The site of Huayna Capac's palace of Quispiguanca consisted in the early 21st century of a modern cemetery and fields of carrots and cilantro. The archaeological remains consist of a terrace, a well—preserved wall, gatehouses on the east side of the site, and several structures in poor condition in the northern third of the site. Most of the construction is of fitted stonework, although some adobe and plaster were also used.

The original palace compound was rectangular and measured within its walls 189 m north-south and 125 m east-west. A terrace about 4 m in height leveled the area within the walls. The northernmost part of the compound consists of agricultural terraces and the stone foundation of a great hall, measuring 14 m by 44 m. A similar great hall existed nearby, along with associated smaller buildings. The central part of the compound is a large open plaza, comprising the majority of the area of the site, with a large white rock near its center. The rock possibly had religious significance, and a small Catholic chapel at the exact center of the plaza may overlay an Inca religious structure.

==Spanish rule==
The Spanish conquistador of the Inca Empire, Francisco Pizarro, appropriated the estate of Huayna Capac as his encomienda in the 1530s. The inhabitants of the estate worked thereafter for Pizarro, contributing at first their labor as they had during the reign of Huayna Capac and later a fixed amount from their agricultural production. After Pizarro was killed in 1541, a Cañari Indian named Francisco Chilche claimed to be the overlord (cacique) of much of the land of the Quispiguanca estate.
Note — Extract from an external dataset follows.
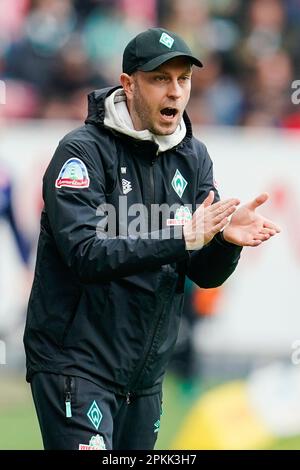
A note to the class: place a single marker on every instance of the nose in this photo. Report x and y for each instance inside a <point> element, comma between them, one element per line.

He fended off Indian rivals and the claims of Spaniards who sought land in the valley. (The Cañari had been allies of the Spanish during the overthrow of the Inca Empire and thus had legal standing with the Spanish.) Chilche continued to be important into the 1570s when he recruited 500 Indian soldiers to fight with the Spanish in their war against the last Inca, Tupac Amaru.

The population of Quispiguanca declined rapidly during the Spanish period due to the ravages of European diseases and civil wars. In 1551, the population of the estate was 800 people, compared to 2,000 mitma families settled there during Huayna Capac's reign.